‘Grey fleet’ drivers failing to carry out safety checks

Published: 14 September 2017

At-work drivers who drive their own cars for work, the so-called ‘grey fleet’, do not always carry out basic safety checks on their vehicles, according to new research from Enterprise Rent-A-Car.

The study among more than 2,000 adults in the UK, Ireland, Germany, France and Spain who drive their own cars for business found that more than two in five ‘grey fleet’ drivers (43%) did not undertake any regular maintenance checks themselves on their cars.

When asked why they didn’t, a third (35%) said that they expected ‘the car to tell them if something was wrong’ and 36% said ‘that’s what services and MoTs were for’. One in six (17%) simply expected modern cars to work.

Even more (38%) had never checked the tyre tread, a third (33%) had not looked at engine oil levels and almost half (40%) had never checked if their brake lights were working. Almost a third (30%) admitted they had never even opened the car bonnet.

Moreover, the research revealed that the personal cars Europeans drive for work were often less modern. Nearly half (44%) of the business drivers questioned were using a vehicle for business that was more than five years old, around one in eight (13%) drove a car that was more than a decade old and one in 14 ‘grey fleet’ drivers (7%) is in a vehicle more than 15 years old.

Rob Ingram, director of business rental for Europe at Enterprise Rent-A-Car, said: “All over Europe, businesses allow employees to use their own cars for work journeys. However, our research indicates that many drivers are not always checking their vehicles before a business trip. It’s very likely that this is something that companies are simply not aware of, and equally, they may not be aware of some of the implications for the business should the driver be involved in an accident due to lack of vehicle maintenance.

“We would advise all European businesses with employees that drive their own vehicles for work to ensure their travel and transport policies cover areas such as vehicle maintenance and routine checks for personal vehicles used for business travel. Developing travel policy is an area where we often work with our business customers, not least because this is our day-to-day work. At Enterprise, for example, every daily rental vehicle is put through a 25-point check before each hire and Enterprise Car Club vehicles in the UK have an inspection every fortnight.
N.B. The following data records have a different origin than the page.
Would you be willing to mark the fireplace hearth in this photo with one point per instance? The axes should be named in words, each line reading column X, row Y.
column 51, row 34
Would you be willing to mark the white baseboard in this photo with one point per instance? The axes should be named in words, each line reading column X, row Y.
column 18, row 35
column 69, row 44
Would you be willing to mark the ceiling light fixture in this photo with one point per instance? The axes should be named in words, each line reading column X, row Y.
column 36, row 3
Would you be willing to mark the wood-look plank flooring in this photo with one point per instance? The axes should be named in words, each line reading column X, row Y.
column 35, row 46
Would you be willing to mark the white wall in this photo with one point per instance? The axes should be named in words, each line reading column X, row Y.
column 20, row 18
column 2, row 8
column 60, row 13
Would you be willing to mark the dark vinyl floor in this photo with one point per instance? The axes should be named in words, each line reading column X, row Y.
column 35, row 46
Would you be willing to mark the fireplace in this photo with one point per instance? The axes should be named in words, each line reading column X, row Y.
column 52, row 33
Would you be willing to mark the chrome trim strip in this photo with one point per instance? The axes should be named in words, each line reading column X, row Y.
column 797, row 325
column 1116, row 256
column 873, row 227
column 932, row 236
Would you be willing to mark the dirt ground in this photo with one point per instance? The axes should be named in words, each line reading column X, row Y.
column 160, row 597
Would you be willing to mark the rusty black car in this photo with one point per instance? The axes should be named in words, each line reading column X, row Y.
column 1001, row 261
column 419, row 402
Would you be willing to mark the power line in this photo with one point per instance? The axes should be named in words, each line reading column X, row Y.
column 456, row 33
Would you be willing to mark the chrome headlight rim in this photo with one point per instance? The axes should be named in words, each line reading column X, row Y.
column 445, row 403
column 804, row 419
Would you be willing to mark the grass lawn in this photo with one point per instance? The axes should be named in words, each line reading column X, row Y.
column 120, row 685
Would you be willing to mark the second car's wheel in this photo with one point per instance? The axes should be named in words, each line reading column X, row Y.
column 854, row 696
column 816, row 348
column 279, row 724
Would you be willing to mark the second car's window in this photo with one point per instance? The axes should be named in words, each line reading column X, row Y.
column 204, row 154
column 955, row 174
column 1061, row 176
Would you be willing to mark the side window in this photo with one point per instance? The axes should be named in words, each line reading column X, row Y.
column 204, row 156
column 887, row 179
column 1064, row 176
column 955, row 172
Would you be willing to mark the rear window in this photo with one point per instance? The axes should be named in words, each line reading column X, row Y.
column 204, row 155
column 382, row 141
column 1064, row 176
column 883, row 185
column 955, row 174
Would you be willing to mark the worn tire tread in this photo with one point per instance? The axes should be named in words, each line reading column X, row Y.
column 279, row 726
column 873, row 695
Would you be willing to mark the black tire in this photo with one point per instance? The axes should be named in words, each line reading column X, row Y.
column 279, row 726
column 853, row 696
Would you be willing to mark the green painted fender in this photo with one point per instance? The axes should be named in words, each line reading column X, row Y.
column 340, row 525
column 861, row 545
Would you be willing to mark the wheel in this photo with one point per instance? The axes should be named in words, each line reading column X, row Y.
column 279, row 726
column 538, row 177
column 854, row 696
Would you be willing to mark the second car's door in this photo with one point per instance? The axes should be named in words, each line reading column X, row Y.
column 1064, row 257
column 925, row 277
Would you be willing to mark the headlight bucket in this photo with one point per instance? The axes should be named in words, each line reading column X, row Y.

“It may also make sense to provide employees with other travel options when they are planning a trip, such as pool cars, rental car vehicles, car clubs or advice on the availability of public transport, especially where it may be difficult to monitor how privately-owned vehicles are maintained. These options can be more cost-effective than the ‘grey fleet’ and employees often welcome not having to use their own vehicle for business.”

The research further revealed that many ‘grey fleet’ drivers across Europe were unsure if the car they used for work contained vital safety equipment. More than a quarter (28%) didn’t know if they had a warning triangle, 36% didn’t know if they had a jack and a third (33%) were uncertain if their car held a high-visibility vest or jacket, even though those and other safety tools were mandatory in many European countries. Two thirds of ‘grey fleet’ drivers (66%) didn’t currently know if their car had a usable spare tyre.

The survey also looked at how ‘grey fleet’ drivers behaved when they were preparing for a trip of 100 miles or more. It revealed that 44% didn’t check that they had enough fuel and more than half (51%) didn’t do any basic safety checks on their vehicle.

In addition, almost two-thirds (61%) didn’t plan for breaks at least every two hours, even though driving safety organisations agreed that regular breaks on long trips were vital to maintain driver focus and concentration.

Mr Ingram said: “This research highlights that many personal vehicles aren’t always equipped for business travel and that employees don’t necessarily have the right equipment in the car if they break down. Staff may need a reminder before they set off on a trip of what they need to take in their vehicle, especially if they drive abroad where the requirements may be different.

“In some cases, companies may wish to consider if it’s appropriate to help with the cost of these items, not least as they may be stopped and fined by the police on the highway. Again, this is an area that can be addressed by a travel policy designed to cover the ‘grey fleet’.”